Livingstone Shire Council Mayor Bill Ludwig said the out-of-control blaze is one of most dangerous and unpredictable fires the region had seen.
"This is a fire with multiple fronts," he told AAP.
"There's a front heading to the north, two heading to the east in different locations and one heading to the south and another the west."
Overnight the fire burned 16 structures, including homes, as ember attacks lit fires 200 metres in advance of the firefront.
Sheds and farming equipment have also been lost as 6000 hectares of grazing, agricultural and bushland burnt.
"It was an impossible night, unfortunately, we just had to let the fire burn and focus on getting people out of the way," Mr Ludwig said.
Mr Ludwig said emergency services continue to be challenged as windy conditions fan the blaze.
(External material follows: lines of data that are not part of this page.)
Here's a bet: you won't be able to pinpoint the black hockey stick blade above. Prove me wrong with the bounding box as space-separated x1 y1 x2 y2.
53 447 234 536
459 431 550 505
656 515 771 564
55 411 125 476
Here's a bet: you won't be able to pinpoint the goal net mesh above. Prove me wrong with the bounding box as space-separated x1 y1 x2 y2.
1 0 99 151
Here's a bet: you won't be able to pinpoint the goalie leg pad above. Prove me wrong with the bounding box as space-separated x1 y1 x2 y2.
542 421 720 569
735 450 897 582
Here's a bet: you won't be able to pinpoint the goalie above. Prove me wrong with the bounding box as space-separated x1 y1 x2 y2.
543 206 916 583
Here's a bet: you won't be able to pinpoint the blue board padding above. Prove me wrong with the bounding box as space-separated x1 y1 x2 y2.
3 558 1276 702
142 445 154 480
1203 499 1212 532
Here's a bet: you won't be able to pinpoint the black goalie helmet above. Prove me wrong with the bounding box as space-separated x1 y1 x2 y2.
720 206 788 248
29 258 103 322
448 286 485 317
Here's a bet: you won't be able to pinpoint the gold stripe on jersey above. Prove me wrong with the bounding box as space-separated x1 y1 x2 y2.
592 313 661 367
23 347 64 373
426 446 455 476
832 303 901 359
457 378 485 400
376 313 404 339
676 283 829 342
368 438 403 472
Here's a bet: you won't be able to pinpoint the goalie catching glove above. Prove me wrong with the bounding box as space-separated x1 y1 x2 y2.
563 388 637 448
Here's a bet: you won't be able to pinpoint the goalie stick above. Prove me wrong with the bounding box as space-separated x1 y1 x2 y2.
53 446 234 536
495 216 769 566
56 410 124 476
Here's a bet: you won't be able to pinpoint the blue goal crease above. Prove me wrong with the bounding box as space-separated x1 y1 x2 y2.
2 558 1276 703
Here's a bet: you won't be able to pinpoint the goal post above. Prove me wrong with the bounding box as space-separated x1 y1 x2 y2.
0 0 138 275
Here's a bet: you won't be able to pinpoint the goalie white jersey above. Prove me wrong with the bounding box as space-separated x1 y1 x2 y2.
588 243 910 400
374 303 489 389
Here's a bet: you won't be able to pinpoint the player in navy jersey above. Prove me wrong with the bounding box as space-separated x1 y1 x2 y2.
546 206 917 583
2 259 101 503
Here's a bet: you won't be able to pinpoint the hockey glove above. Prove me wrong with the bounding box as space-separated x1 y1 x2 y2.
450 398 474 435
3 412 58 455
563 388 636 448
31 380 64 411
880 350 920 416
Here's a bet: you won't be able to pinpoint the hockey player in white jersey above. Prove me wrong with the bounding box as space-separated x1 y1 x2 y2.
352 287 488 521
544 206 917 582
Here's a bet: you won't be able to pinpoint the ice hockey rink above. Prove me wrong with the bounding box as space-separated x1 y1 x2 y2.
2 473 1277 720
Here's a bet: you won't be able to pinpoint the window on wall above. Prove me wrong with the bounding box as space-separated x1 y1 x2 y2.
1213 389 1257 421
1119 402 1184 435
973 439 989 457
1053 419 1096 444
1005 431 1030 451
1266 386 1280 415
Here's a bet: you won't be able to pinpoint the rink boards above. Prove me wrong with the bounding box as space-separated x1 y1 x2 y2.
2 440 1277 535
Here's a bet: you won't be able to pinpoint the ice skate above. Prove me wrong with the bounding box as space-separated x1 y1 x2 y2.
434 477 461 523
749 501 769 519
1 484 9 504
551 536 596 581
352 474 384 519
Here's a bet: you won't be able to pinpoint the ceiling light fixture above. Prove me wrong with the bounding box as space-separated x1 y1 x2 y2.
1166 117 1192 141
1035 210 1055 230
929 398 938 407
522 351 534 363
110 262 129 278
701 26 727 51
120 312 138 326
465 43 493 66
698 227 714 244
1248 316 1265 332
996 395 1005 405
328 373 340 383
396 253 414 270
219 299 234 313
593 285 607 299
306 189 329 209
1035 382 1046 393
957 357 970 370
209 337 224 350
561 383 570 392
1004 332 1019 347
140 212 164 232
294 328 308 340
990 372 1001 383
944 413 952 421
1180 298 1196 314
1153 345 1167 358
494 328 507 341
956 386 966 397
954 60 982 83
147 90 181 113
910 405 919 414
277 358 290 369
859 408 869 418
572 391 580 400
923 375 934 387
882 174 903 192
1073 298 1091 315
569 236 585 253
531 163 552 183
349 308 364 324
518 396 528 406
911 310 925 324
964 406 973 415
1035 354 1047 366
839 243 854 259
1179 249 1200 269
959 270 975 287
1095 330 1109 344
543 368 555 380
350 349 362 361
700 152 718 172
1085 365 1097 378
"With no rain on the horizon, this is something that has to play out through the reduction of fuel loads through the fire working its way in the direction the elements are taking it," he said.
Yeppoon resident John McGrath said the scale and power of the fire he saw at midnight from a road block reminded him of seeing the 2003 Canberra bushfires that burned down 550 houses.
"Residents who had just taken family and animals to the safety of Yeppoon were not allowed home. You could see why," he posted on Facebook on Sunday.
"I spoke to a good friend at midnight who, with power cut to the area, was putting out spotfires one bucket a time."
"I heard of someone else using milk, orange juice and any liquid fridge contents to do the same," he said.
Another of his friends fled through a firestorm.
"He said it was the scariest experience of his life," Mr McGrath said.